Professor Little received her Bachelor of Science with Honours at the University of Queensland in 1984 and was awarded the University Medal. She completed her PhD, investigating the molecular aetiology of nephroblastoma and other childhood tumors, at the University of Queensland in 1989. Professor Little was initially a cancer geneticist, studying the genes and pathways that lead to the formation of Wilm’s Tumor, first at the MRC Human Genetics Unit of Western General Hospital in Edinburgh, in Scotland from 1990-92 followed by her return to the University of Queensland in Brisbane in 1992. She became a Project leader in 1995, and since then, Professor Little’s research has focused on the molecular basis of kidney development, renal disease and repair.

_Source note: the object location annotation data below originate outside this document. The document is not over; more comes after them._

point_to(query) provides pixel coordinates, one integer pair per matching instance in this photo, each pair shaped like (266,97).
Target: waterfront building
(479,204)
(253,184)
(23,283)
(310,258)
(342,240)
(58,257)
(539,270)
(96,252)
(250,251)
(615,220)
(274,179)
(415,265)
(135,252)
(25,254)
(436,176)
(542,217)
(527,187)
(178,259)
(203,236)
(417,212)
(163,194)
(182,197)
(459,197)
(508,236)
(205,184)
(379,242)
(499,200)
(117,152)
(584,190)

Professor Little has over 140 publications in high impact journals including Science, Nature Genetics, Nature Cell Biology, Cell Stem Cell, Cell Developmental Cell, PNAS, JASN and Development. She is internationally recognised both for her work on the systems biology of kidney development and for her pioneering studies into potential regenerative therapies in the kidney. Her work has encompassed the characterisation of adult stem cells in the kidney as well as analyses of the embryonic progenitor population. More recently, her work on the developing kidney has driven studies into the recreation of nephron stem cells via the transcriptional reprogramming of adult cells and the directed differentiation of human stem cells into kidney organoids.